Supreme Court declines to stop Texas abortion clinic restrictions
WASHINGTON -- The Supreme Court by a 5-4 vote cleared the way Tuesday for Texas to enforce a strict new abortion regulation that some women’s groups fear will prevent a third of the state’s clinics from performing the procedure.
The court split along ideological lines in turning down an appeal to block the law that abortion rights advocates challenged as unconstitutional.
The measure, adopted by Texas lawmakers in July, requires that abortion providers have a doctor on their staff who has admitting privileges at a hospital within 30 miles of the clinic.

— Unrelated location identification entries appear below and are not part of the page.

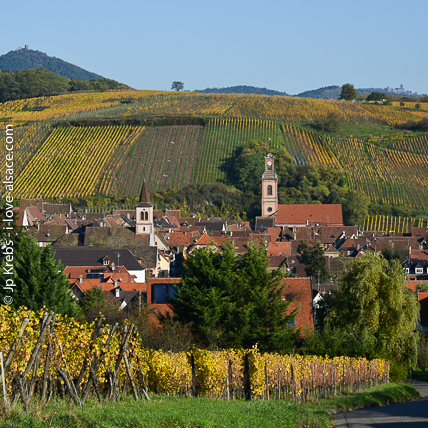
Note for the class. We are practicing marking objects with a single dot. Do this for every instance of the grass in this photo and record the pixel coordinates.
(173, 412)
(420, 375)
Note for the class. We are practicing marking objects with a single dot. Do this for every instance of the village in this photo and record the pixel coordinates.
(136, 256)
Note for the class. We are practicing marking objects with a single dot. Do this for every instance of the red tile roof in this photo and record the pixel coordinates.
(423, 300)
(279, 249)
(327, 214)
(274, 233)
(301, 290)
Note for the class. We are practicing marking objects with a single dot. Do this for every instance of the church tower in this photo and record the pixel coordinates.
(269, 188)
(144, 215)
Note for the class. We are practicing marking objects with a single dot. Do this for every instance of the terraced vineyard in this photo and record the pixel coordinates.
(71, 161)
(388, 224)
(166, 156)
(113, 160)
(395, 175)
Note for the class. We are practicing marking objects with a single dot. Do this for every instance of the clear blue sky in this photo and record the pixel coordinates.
(289, 46)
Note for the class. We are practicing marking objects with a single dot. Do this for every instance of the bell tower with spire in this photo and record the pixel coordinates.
(144, 215)
(269, 188)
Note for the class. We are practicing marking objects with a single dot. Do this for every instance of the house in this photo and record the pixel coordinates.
(159, 290)
(300, 215)
(100, 258)
(300, 291)
(292, 215)
(423, 321)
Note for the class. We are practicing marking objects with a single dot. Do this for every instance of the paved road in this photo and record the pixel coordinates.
(413, 414)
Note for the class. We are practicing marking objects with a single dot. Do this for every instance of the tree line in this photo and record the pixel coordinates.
(30, 83)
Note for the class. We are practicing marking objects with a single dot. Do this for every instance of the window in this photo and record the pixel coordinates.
(160, 292)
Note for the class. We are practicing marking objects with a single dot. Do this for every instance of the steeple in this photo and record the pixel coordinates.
(144, 195)
(269, 188)
(144, 215)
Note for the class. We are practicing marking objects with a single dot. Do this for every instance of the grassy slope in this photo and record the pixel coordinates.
(203, 412)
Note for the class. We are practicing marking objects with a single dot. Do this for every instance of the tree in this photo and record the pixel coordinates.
(313, 259)
(348, 92)
(374, 306)
(376, 96)
(177, 86)
(38, 279)
(232, 302)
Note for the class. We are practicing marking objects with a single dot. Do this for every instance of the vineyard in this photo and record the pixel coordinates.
(52, 161)
(71, 160)
(388, 224)
(49, 355)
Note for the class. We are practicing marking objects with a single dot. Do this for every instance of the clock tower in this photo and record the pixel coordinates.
(144, 215)
(269, 188)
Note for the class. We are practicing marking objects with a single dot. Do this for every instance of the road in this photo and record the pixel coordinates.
(413, 414)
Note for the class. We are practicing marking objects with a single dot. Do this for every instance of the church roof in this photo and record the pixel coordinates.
(327, 214)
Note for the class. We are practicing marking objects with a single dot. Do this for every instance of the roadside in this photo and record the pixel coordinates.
(412, 412)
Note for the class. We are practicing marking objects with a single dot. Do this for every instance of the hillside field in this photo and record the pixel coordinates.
(105, 143)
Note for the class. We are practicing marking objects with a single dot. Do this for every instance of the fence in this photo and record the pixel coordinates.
(58, 357)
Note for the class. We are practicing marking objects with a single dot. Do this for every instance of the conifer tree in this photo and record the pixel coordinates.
(233, 302)
(38, 279)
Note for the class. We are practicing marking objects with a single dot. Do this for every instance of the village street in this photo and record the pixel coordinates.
(412, 414)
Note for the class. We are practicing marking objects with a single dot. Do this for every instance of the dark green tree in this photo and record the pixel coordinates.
(231, 302)
(38, 279)
(313, 259)
(373, 303)
(348, 93)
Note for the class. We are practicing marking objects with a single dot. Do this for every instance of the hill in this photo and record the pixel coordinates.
(22, 59)
(243, 89)
(174, 139)
(29, 83)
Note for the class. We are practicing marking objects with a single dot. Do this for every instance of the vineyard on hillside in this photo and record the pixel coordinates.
(82, 160)
(71, 161)
(395, 224)
(51, 355)
(166, 156)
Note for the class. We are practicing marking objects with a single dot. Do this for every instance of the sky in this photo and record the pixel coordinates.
(289, 46)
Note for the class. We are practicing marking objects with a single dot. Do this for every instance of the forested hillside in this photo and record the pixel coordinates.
(22, 59)
(174, 140)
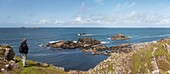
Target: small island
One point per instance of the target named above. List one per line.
(119, 37)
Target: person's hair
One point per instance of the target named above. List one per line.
(24, 40)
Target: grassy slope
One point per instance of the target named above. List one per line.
(32, 68)
(140, 60)
(146, 52)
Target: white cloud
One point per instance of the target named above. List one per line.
(42, 22)
(129, 18)
(60, 22)
(100, 2)
(81, 20)
(131, 5)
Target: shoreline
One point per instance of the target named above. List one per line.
(135, 47)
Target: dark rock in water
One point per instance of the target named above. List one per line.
(119, 37)
(121, 48)
(82, 34)
(56, 44)
(81, 43)
(85, 42)
(63, 44)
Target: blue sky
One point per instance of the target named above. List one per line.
(84, 13)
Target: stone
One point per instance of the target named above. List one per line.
(82, 34)
(119, 37)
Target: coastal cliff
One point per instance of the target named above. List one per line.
(10, 64)
(146, 58)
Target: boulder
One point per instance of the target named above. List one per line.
(119, 37)
(63, 44)
(99, 47)
(85, 42)
(82, 34)
(56, 44)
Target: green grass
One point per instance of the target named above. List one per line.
(146, 52)
(32, 68)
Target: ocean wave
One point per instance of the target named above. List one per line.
(75, 41)
(54, 41)
(105, 42)
(42, 45)
(86, 35)
(109, 38)
(40, 54)
(166, 35)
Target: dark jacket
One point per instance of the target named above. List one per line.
(23, 48)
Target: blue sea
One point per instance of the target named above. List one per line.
(74, 59)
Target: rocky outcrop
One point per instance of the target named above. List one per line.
(81, 43)
(82, 34)
(121, 48)
(63, 44)
(144, 58)
(119, 37)
(86, 42)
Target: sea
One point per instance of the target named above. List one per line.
(74, 59)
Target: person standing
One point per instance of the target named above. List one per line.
(23, 49)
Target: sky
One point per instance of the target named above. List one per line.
(84, 13)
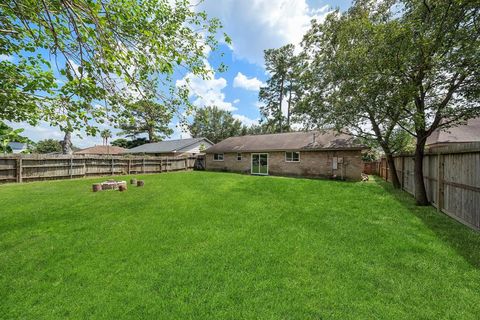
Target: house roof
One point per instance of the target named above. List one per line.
(17, 145)
(101, 150)
(307, 141)
(469, 132)
(166, 146)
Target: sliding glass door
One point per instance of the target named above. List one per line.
(260, 163)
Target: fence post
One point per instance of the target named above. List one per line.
(403, 172)
(440, 182)
(71, 167)
(19, 170)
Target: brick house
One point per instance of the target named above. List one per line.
(306, 154)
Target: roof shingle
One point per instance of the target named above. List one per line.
(165, 146)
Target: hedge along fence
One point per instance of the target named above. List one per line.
(452, 181)
(24, 168)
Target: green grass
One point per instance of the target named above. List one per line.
(224, 246)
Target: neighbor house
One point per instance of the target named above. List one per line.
(179, 147)
(462, 137)
(307, 154)
(101, 150)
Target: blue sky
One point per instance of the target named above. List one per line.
(253, 25)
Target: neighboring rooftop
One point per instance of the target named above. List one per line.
(307, 141)
(469, 132)
(101, 150)
(167, 146)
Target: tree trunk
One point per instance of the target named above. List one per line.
(420, 191)
(67, 143)
(280, 104)
(393, 171)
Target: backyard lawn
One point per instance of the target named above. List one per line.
(199, 245)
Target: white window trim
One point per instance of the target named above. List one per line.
(223, 157)
(292, 156)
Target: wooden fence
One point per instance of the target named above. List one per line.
(452, 181)
(24, 168)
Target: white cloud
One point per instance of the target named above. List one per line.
(4, 57)
(256, 25)
(245, 120)
(242, 81)
(207, 92)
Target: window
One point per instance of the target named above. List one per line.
(292, 156)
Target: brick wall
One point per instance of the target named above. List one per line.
(311, 164)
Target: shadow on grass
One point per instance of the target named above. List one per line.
(460, 237)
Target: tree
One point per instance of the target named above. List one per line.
(414, 64)
(214, 124)
(7, 135)
(346, 83)
(128, 144)
(148, 117)
(48, 146)
(106, 134)
(122, 142)
(282, 65)
(105, 52)
(438, 67)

By rejecting the request, the justices signaled they do not think the Texas law puts an unconstitutional barrier before women seeking abortions. The Planned Parenthood Federation said the law would force 12 of the 36 licensed abortion providers to stop offering the procedure.

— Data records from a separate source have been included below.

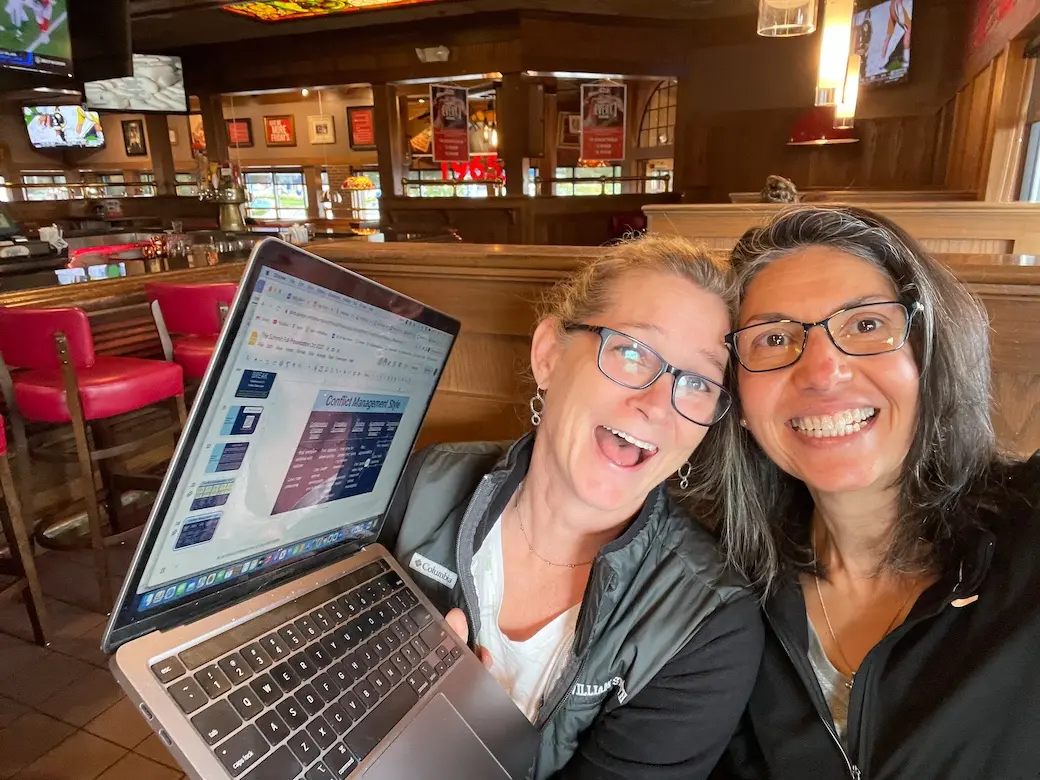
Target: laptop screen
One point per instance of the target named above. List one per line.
(306, 431)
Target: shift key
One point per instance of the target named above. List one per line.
(370, 730)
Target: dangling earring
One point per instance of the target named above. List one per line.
(684, 471)
(537, 406)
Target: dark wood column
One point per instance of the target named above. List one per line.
(157, 131)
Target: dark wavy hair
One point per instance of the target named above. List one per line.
(763, 514)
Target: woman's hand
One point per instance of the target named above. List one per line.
(457, 622)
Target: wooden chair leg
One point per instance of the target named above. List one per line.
(14, 528)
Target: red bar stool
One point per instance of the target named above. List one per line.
(195, 313)
(21, 564)
(62, 381)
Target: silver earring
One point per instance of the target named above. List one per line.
(684, 471)
(537, 406)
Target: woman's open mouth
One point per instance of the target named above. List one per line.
(834, 425)
(623, 449)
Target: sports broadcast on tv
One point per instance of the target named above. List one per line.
(34, 36)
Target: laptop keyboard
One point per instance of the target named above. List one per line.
(309, 689)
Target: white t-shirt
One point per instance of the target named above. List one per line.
(526, 669)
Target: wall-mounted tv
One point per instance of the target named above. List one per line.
(34, 36)
(63, 127)
(881, 36)
(157, 85)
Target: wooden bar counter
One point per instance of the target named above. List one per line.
(494, 290)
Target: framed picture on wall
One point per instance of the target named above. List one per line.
(239, 133)
(320, 129)
(361, 128)
(570, 130)
(280, 131)
(133, 138)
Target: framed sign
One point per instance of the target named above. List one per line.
(280, 131)
(239, 133)
(320, 129)
(361, 128)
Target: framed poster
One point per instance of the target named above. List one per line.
(449, 120)
(320, 129)
(280, 131)
(361, 128)
(603, 122)
(569, 134)
(133, 138)
(239, 133)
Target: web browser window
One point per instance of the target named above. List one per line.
(304, 440)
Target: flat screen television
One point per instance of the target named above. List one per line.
(157, 85)
(881, 36)
(63, 127)
(34, 36)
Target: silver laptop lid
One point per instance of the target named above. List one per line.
(295, 442)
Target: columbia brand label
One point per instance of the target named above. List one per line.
(433, 570)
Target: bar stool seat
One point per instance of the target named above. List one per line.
(193, 353)
(110, 387)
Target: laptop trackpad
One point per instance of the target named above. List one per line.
(437, 745)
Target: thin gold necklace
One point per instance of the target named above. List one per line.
(516, 502)
(830, 629)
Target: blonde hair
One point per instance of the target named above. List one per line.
(589, 291)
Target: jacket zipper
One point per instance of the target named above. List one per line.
(854, 772)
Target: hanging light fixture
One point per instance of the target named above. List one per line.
(845, 111)
(786, 18)
(834, 51)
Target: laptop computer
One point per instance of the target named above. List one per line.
(260, 630)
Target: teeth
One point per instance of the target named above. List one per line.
(632, 440)
(840, 423)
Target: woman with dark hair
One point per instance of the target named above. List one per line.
(894, 547)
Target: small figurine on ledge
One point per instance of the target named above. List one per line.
(779, 189)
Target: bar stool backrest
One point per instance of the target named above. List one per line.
(27, 337)
(191, 309)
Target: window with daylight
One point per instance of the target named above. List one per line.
(657, 127)
(276, 195)
(587, 181)
(45, 186)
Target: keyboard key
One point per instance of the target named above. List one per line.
(245, 703)
(321, 732)
(353, 705)
(319, 772)
(167, 670)
(273, 727)
(309, 698)
(266, 690)
(320, 619)
(338, 718)
(216, 722)
(188, 695)
(318, 656)
(235, 668)
(278, 765)
(363, 737)
(326, 686)
(256, 656)
(240, 751)
(292, 639)
(308, 629)
(213, 681)
(275, 647)
(340, 760)
(285, 676)
(304, 748)
(291, 712)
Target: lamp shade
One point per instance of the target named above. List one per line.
(815, 127)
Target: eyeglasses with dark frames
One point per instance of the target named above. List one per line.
(628, 362)
(858, 331)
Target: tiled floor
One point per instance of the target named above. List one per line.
(61, 715)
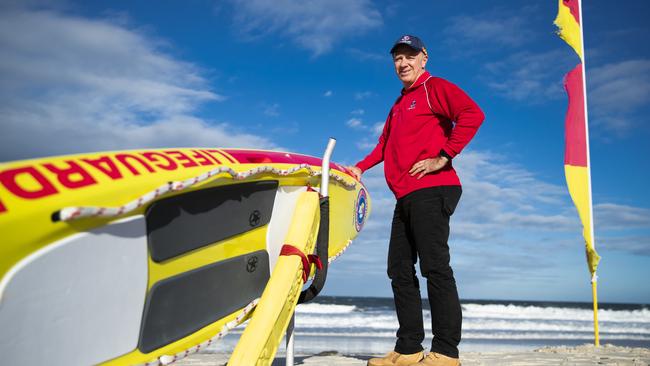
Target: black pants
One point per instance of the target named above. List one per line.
(420, 229)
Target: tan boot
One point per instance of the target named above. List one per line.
(436, 359)
(396, 359)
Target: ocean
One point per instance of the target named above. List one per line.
(365, 325)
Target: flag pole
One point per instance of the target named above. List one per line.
(594, 277)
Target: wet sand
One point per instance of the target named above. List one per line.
(556, 356)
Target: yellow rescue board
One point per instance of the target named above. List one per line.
(259, 342)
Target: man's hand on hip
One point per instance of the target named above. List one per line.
(427, 166)
(356, 171)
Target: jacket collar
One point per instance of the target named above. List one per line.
(420, 80)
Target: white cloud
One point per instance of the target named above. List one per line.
(611, 216)
(361, 55)
(272, 110)
(355, 123)
(362, 95)
(72, 85)
(314, 25)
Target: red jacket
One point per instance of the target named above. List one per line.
(418, 127)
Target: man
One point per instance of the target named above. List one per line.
(429, 124)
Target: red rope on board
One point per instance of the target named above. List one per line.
(307, 260)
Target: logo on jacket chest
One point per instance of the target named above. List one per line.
(412, 106)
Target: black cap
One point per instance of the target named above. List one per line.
(411, 41)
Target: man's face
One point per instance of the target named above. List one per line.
(409, 64)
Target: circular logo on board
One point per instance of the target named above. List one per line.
(255, 218)
(251, 264)
(361, 209)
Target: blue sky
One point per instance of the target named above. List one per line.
(106, 75)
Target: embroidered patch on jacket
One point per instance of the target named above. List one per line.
(412, 106)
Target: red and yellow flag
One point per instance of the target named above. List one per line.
(576, 156)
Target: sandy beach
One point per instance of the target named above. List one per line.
(579, 356)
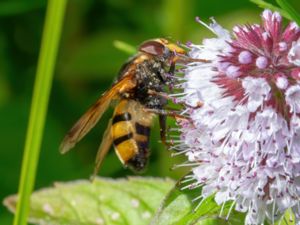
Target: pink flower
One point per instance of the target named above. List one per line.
(245, 139)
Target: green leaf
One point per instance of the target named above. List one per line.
(9, 7)
(266, 5)
(179, 208)
(104, 201)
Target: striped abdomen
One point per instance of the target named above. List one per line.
(130, 132)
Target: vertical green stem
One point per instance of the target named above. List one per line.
(38, 111)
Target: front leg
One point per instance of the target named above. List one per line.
(168, 97)
(163, 128)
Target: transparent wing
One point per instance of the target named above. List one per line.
(92, 116)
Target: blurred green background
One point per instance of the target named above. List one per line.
(86, 66)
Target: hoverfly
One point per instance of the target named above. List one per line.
(137, 90)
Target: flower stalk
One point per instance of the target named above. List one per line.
(46, 64)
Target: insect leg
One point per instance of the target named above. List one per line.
(174, 114)
(163, 127)
(166, 96)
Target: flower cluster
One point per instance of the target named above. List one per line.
(245, 138)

Justices Stephen G. Breyer, Ruth Bader Ginsburg, Sonia Sotomayor and Elena Kagan dissented.
Cecile Richards, president of the Planned Parenthood Federation of America, released this statement after the ruling:
“While we are deeply disappointed, this isn’t over. We will take every step we can to protect the health of Texas women.... This is outrageous and unacceptable -- and also demonstrates why we need stronger federal protections for women’s health. Your rights and your ability to make your own medical decisions should not depend on your ZIP Code.”
[Updated at 4:06 p.m. PST Nov. 19: Lauren Bean, spokeswoman for the Texas attorney general’s office, also released a statement:
“These are commonsense -- and perfectly constitutional -- regulations that further the State’s interest in protecting the health and safety of Texas women, and we are pleased that the U.S. Supreme Court has ruled that HB 2 will remain in effect.”
Gov. Rick Perry, in his own statement, said, “This is good news both for the unborn and for the women of Texas, who are now better protected from shoddy abortion providers operating in dangerous conditions. As always, Texas will continue doing everything we can to protect the culture of life in our state.”]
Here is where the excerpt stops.